Support vector machine (SVM) with its feature known as the statistical risk minimization (SRM) has been employed in the prediction of coefficient of curvature and uniformity on unsaturated lateritic soil treated with composites of hybrid cement and nanostructured quarry fines. This feature utilized by SVM is the advantage it exercises over other intelligent learning techniques. This prediction has become necessary due to the time and equipment needs required to regularly conduct laboratory experiments prior to earthwork designs and construction. It is important to note that earthwork projects involving unsaturated soils pose threats of failure due to volume changes during seasonal cycles of wetting and drying especially for hydraulically bound environments and substructures. With an intelligent prediction, these design and construction worries are overcome. The soil used in the current work has been classified as an A-7-6 group soil with highly plastic consistency.
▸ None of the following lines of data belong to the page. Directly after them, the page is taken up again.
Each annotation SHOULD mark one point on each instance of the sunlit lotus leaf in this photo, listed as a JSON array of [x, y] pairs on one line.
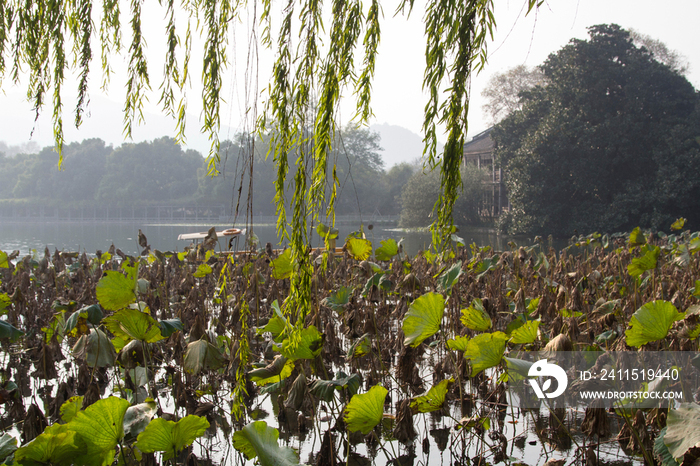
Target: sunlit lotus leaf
[[636, 238], [170, 326], [365, 411], [257, 440], [325, 389], [423, 318], [449, 277], [485, 350], [279, 369], [202, 271], [682, 429], [338, 299], [652, 322], [8, 444], [388, 249], [56, 445], [115, 291], [171, 437], [326, 231], [639, 265], [7, 330], [283, 265], [517, 369], [661, 451], [101, 427], [475, 317], [70, 408], [678, 224], [132, 324], [360, 347], [201, 354], [138, 416], [433, 400], [458, 344], [359, 248], [306, 344], [5, 302], [526, 333], [96, 349]]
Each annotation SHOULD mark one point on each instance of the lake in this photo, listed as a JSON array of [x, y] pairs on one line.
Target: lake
[[90, 237]]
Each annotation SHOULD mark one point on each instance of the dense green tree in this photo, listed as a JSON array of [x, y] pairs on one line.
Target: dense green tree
[[607, 143], [150, 172]]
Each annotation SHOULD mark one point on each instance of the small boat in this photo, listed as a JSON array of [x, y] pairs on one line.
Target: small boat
[[219, 234]]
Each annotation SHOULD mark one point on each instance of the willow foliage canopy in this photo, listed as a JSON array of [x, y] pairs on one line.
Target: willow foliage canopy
[[316, 60]]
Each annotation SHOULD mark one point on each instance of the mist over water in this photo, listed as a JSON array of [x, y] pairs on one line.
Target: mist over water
[[90, 237]]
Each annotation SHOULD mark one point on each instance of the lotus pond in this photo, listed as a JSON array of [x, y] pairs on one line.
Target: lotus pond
[[192, 357]]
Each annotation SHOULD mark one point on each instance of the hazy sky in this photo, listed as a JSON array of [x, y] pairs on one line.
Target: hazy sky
[[397, 98]]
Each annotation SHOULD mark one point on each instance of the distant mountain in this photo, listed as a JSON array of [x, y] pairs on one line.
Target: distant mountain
[[399, 144]]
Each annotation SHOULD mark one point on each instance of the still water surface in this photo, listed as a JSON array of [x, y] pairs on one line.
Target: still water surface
[[90, 237]]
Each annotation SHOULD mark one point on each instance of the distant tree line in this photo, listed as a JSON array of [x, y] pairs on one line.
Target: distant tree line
[[160, 172], [606, 138]]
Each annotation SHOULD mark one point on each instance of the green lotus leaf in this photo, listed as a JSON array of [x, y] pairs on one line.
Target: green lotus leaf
[[388, 249], [8, 444], [517, 369], [526, 333], [257, 440], [171, 437], [137, 417], [101, 427], [652, 322], [306, 344], [360, 347], [170, 326], [639, 265], [279, 369], [70, 408], [423, 318], [661, 451], [58, 444], [458, 344], [433, 400], [682, 429], [96, 348], [201, 354], [338, 299], [132, 324], [324, 231], [115, 291], [283, 265], [9, 331], [364, 411], [325, 389], [636, 238], [475, 317], [359, 248], [202, 271], [449, 277], [485, 350]]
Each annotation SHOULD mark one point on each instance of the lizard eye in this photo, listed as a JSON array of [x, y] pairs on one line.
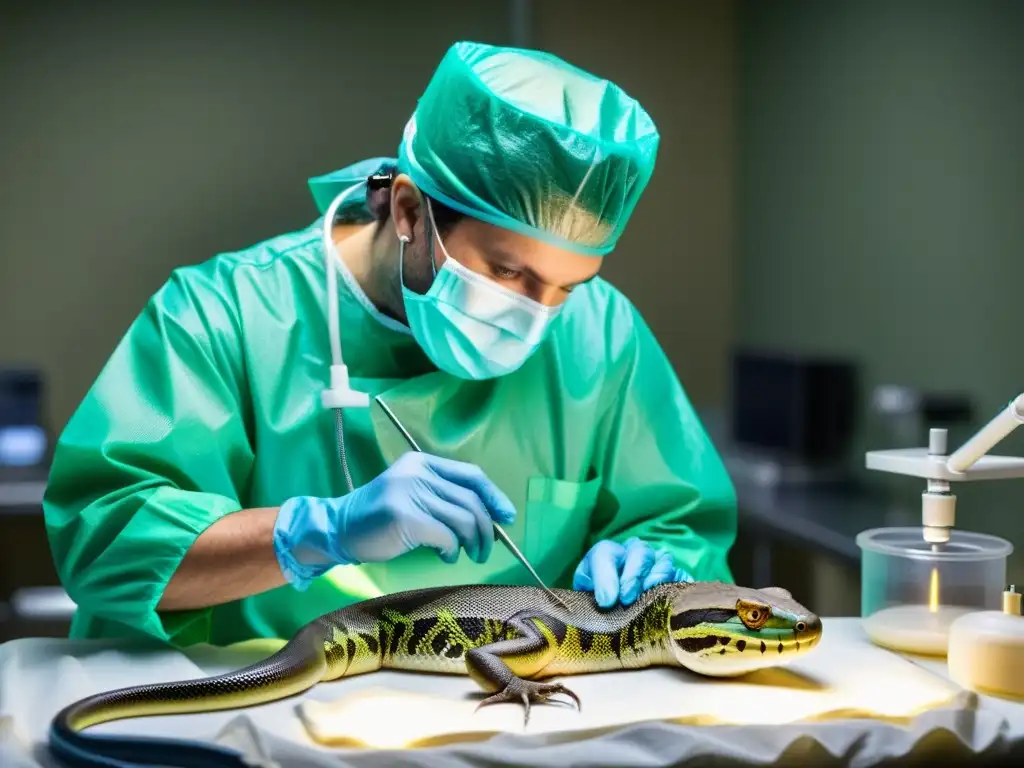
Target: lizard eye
[[754, 615]]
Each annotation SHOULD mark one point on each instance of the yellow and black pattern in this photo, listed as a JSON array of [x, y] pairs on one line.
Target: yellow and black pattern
[[508, 639]]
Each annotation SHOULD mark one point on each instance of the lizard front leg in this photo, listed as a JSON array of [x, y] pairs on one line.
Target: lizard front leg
[[504, 666]]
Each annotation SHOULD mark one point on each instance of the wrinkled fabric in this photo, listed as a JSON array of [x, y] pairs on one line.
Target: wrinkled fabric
[[38, 677], [210, 403], [526, 141]]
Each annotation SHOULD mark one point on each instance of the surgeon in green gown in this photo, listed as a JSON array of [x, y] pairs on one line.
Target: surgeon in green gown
[[202, 493]]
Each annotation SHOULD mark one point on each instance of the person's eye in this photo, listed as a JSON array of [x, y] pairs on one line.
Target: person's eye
[[505, 272]]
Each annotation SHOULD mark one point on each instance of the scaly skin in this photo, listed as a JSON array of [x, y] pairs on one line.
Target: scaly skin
[[507, 639]]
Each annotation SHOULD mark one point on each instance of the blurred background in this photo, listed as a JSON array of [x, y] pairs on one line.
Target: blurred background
[[829, 249]]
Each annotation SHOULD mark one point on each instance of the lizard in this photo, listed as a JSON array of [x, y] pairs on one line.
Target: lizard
[[510, 640]]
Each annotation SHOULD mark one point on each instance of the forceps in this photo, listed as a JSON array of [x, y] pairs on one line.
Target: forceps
[[499, 531]]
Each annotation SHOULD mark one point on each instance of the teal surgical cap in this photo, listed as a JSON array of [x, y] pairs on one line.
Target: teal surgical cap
[[523, 140]]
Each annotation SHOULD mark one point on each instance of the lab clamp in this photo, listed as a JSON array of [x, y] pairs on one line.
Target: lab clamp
[[969, 463]]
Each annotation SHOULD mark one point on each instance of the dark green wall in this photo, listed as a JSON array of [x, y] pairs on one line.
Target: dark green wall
[[881, 199]]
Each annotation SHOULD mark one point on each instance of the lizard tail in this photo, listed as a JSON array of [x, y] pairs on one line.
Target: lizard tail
[[296, 668]]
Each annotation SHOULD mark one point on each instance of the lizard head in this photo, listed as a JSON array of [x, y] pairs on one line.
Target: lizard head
[[722, 630]]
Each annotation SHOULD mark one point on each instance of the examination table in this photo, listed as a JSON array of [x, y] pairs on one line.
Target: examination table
[[848, 702]]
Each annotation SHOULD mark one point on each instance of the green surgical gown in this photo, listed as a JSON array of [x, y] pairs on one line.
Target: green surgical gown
[[210, 403]]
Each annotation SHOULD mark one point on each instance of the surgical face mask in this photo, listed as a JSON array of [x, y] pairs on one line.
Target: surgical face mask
[[470, 327]]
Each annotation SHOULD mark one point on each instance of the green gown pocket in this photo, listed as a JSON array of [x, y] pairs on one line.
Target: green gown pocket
[[558, 515]]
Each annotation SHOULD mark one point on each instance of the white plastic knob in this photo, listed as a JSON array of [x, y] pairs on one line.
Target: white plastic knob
[[341, 393]]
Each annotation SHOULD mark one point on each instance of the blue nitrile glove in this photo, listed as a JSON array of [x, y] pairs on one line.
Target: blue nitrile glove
[[621, 571], [420, 501]]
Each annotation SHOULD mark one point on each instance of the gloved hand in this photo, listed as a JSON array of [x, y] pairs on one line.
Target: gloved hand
[[420, 501], [621, 571]]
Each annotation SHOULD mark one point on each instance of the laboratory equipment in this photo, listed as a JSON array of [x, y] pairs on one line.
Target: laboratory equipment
[[915, 583], [968, 463], [911, 593], [499, 531], [986, 649]]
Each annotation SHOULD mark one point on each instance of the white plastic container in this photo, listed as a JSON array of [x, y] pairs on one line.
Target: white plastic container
[[911, 591]]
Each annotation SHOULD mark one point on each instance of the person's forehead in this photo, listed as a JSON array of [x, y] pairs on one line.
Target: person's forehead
[[551, 263]]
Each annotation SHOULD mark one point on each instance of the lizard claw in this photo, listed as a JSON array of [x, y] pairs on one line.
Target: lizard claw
[[527, 691]]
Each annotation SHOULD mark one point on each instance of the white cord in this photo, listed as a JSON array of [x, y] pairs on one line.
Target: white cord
[[339, 394]]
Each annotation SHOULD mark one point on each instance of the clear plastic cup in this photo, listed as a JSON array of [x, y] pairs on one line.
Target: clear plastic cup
[[911, 591]]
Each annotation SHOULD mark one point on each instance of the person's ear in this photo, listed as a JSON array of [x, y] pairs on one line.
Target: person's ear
[[407, 207]]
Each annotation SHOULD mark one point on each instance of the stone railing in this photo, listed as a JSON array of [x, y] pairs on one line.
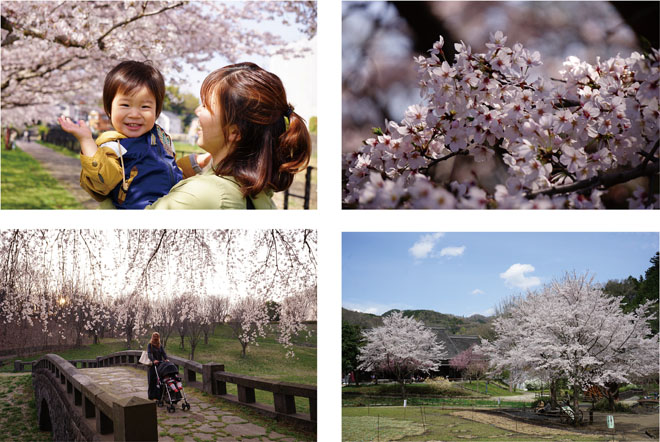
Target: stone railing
[[214, 381], [91, 410]]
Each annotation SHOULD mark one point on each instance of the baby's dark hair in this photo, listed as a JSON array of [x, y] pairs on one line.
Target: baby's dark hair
[[129, 76], [268, 153]]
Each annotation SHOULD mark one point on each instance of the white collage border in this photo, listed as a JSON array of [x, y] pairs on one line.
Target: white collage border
[[331, 221]]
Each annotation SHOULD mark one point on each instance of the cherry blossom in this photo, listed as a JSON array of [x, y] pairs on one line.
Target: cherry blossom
[[58, 52], [70, 284], [562, 143], [400, 347], [572, 330]]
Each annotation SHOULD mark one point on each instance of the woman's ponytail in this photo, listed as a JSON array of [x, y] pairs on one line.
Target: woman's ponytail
[[268, 153], [293, 152]]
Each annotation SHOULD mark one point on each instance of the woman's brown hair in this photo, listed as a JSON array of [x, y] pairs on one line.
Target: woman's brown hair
[[155, 339], [267, 153], [129, 76]]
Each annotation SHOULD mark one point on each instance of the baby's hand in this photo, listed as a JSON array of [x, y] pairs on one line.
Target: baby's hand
[[203, 159], [78, 130]]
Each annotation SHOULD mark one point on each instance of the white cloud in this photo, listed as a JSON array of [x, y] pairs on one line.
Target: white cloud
[[515, 276], [424, 245], [452, 251], [372, 307]]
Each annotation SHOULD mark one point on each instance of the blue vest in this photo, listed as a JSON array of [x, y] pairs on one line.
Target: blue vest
[[150, 166]]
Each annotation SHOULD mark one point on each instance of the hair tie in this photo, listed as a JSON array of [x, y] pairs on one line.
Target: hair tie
[[287, 116]]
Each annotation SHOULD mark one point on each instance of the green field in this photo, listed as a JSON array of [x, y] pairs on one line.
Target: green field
[[267, 360], [394, 389], [18, 413], [60, 149], [494, 389], [430, 423], [26, 185]]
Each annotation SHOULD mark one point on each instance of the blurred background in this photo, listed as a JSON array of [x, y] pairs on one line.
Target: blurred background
[[380, 39]]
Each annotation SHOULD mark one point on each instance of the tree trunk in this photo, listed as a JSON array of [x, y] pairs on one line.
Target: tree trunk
[[576, 402], [612, 393], [553, 393]]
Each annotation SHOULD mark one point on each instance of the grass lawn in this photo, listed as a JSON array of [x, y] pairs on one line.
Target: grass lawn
[[18, 413], [26, 185], [298, 186], [493, 389], [361, 401], [428, 423], [267, 360], [60, 149], [422, 388]]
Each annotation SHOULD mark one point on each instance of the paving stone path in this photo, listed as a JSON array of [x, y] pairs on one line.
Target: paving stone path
[[205, 420], [64, 169]]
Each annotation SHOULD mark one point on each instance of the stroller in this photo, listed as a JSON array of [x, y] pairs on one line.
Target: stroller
[[169, 384]]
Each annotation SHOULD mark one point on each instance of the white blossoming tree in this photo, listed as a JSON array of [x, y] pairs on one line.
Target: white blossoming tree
[[68, 284], [249, 320], [572, 330], [560, 142], [399, 348]]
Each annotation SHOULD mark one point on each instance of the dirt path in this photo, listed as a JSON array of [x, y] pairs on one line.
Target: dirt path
[[65, 170], [525, 397]]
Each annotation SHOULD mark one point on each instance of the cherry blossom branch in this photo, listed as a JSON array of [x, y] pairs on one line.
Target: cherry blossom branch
[[606, 180], [446, 157], [99, 41]]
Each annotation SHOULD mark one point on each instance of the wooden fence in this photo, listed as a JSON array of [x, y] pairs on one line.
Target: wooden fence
[[213, 379]]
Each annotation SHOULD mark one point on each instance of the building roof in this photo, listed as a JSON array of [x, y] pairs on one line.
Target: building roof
[[455, 344]]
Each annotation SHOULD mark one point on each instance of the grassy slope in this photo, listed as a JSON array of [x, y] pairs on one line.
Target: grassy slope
[[268, 360], [493, 389], [26, 185]]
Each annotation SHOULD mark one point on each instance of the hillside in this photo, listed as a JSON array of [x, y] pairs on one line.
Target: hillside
[[457, 325]]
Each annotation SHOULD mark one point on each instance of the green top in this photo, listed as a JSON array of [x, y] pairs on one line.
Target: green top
[[209, 191]]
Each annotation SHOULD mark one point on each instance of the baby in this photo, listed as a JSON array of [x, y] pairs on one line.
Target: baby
[[135, 164]]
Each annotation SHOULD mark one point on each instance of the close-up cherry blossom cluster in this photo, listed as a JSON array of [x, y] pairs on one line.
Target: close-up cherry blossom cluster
[[55, 52], [566, 142]]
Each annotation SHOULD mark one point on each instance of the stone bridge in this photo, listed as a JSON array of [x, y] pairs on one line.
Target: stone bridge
[[106, 399]]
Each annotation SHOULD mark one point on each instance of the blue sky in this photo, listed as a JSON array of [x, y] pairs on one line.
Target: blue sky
[[467, 273]]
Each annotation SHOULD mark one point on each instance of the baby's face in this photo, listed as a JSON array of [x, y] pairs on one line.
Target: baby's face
[[133, 114]]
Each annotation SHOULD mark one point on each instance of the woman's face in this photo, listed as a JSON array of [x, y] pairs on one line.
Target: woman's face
[[211, 138], [133, 114]]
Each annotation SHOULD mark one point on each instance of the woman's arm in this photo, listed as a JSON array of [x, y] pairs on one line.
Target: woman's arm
[[198, 192]]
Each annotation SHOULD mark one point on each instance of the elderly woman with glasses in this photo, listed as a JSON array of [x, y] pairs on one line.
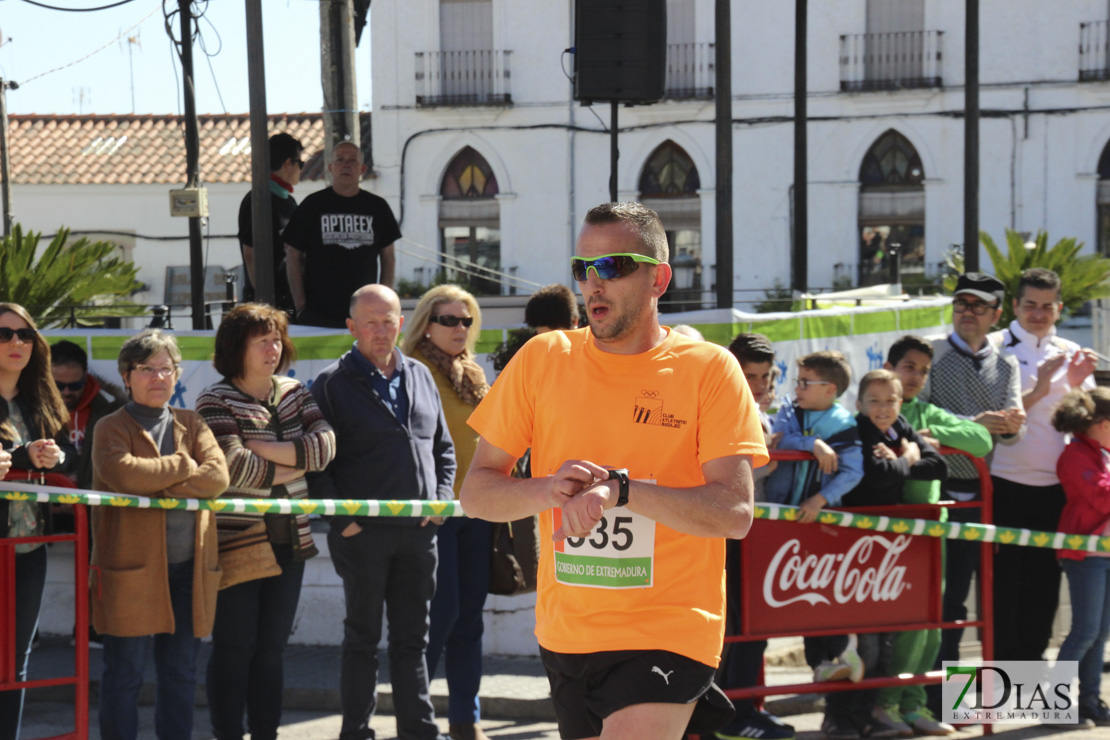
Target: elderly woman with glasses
[[272, 433], [442, 335], [31, 416], [155, 571]]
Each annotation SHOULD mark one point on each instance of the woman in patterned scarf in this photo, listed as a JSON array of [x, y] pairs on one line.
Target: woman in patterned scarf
[[442, 334], [272, 433]]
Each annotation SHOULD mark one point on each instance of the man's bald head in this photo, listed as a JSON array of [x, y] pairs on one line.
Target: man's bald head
[[340, 145], [374, 294]]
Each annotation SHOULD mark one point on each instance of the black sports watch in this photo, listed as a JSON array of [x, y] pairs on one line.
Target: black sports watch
[[621, 475]]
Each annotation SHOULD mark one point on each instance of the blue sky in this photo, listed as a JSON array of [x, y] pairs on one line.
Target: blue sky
[[34, 40]]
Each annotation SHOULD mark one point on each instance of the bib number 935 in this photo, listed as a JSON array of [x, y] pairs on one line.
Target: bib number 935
[[618, 536]]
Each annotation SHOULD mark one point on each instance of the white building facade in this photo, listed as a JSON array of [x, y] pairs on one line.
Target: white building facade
[[485, 156]]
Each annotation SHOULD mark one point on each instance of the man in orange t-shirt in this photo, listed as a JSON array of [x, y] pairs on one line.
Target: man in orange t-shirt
[[643, 443]]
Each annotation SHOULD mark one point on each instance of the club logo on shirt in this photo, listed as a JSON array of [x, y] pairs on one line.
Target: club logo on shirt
[[346, 230], [647, 408]]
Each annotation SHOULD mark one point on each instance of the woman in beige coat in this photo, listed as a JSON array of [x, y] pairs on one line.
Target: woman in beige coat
[[155, 573]]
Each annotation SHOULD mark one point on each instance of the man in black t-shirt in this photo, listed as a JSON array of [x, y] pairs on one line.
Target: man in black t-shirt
[[334, 241], [285, 166]]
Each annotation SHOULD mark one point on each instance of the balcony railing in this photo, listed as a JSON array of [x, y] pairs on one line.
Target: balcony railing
[[890, 61], [463, 78], [689, 71], [1093, 48]]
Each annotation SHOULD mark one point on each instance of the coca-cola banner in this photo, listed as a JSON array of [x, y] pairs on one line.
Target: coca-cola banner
[[801, 577]]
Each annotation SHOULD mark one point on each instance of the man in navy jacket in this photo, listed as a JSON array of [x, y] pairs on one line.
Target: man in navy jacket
[[392, 443]]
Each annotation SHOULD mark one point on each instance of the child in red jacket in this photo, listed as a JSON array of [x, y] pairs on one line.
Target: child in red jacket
[[1085, 472]]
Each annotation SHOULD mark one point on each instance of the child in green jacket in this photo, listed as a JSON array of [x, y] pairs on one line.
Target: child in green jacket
[[910, 358]]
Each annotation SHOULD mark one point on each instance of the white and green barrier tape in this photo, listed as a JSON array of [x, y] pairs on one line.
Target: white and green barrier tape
[[970, 533], [323, 506]]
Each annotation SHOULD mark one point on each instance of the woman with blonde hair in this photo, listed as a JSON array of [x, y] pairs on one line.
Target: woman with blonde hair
[[32, 414], [442, 334]]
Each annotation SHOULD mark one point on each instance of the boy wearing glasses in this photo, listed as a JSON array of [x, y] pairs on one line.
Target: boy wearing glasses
[[643, 443], [816, 423]]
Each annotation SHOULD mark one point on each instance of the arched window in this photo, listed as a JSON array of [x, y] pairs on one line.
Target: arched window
[[470, 224], [1103, 201], [891, 212], [668, 185]]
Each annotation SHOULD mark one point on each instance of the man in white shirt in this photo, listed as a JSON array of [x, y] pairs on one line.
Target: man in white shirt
[[1027, 490]]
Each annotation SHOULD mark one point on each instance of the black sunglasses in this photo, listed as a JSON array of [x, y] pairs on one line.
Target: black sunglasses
[[26, 335], [452, 322]]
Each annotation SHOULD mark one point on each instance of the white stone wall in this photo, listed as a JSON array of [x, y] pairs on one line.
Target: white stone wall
[[143, 210], [1043, 179]]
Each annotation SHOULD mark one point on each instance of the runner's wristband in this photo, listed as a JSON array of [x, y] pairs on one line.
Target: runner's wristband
[[622, 477]]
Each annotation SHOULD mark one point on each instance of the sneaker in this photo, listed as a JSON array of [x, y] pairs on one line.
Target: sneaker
[[924, 722], [850, 658], [830, 671], [1098, 713], [837, 727], [758, 726], [890, 717]]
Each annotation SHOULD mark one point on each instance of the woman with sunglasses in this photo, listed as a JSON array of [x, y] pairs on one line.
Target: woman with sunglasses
[[154, 571], [442, 335], [32, 414], [272, 433]]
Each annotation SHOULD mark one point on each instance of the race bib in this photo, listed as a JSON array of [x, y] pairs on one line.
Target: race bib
[[619, 553]]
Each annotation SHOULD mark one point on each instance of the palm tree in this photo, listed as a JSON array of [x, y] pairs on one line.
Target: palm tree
[[1082, 279], [84, 280]]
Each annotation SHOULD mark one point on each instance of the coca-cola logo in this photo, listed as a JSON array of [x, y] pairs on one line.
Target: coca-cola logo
[[843, 576]]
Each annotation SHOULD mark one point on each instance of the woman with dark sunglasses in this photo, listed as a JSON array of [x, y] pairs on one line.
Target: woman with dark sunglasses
[[32, 414], [442, 335], [272, 434]]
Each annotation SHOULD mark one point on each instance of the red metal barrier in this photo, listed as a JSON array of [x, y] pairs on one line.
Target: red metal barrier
[[769, 539], [8, 657]]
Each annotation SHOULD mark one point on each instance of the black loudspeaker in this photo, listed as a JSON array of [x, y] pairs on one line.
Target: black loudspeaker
[[621, 50]]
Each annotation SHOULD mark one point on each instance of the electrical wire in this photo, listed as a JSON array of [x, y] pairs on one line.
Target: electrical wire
[[208, 56], [96, 51], [78, 10]]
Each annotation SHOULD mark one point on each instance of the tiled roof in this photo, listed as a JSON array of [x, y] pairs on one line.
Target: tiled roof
[[48, 150]]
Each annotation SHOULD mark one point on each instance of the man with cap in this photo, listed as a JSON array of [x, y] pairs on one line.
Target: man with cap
[[972, 378]]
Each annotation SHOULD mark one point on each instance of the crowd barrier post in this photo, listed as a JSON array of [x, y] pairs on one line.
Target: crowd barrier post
[[8, 658], [816, 614]]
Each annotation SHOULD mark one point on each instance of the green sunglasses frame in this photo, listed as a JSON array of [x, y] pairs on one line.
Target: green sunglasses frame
[[589, 261]]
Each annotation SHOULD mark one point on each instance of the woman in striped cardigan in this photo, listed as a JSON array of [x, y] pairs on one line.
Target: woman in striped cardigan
[[272, 433]]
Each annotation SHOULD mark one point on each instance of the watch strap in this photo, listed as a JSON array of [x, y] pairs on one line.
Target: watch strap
[[621, 475]]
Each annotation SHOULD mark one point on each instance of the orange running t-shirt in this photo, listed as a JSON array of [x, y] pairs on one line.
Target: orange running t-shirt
[[633, 584]]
Multiple experiments were conducted to generate multitude of datasets for the hybrid cement, nanostructured quarry fines, clay content and activity and frictional angle, which were selected as the independent variables for the model to predict coefficients of curvature and uniformity as the dependent variables. In order to correlate the relationship between the input and output parameters and as well validate the SVM model, detailed statistical analysis including Pearson's coefficient of correlation (R) and determination (R 2 ) and error analysis were conducted. Based upon the statistical analysis, the parameters were observed to have good correlation and determination ranging between 0.97 and 0.99. It was also observed that SVM outclassed MLR more in predicting Cu then it did in predicting Cc. Finally, sensitivity analysis was carried out and it was found that the Cc value is dependent mostly on frictional angle while Cu is dependent most on the NQF.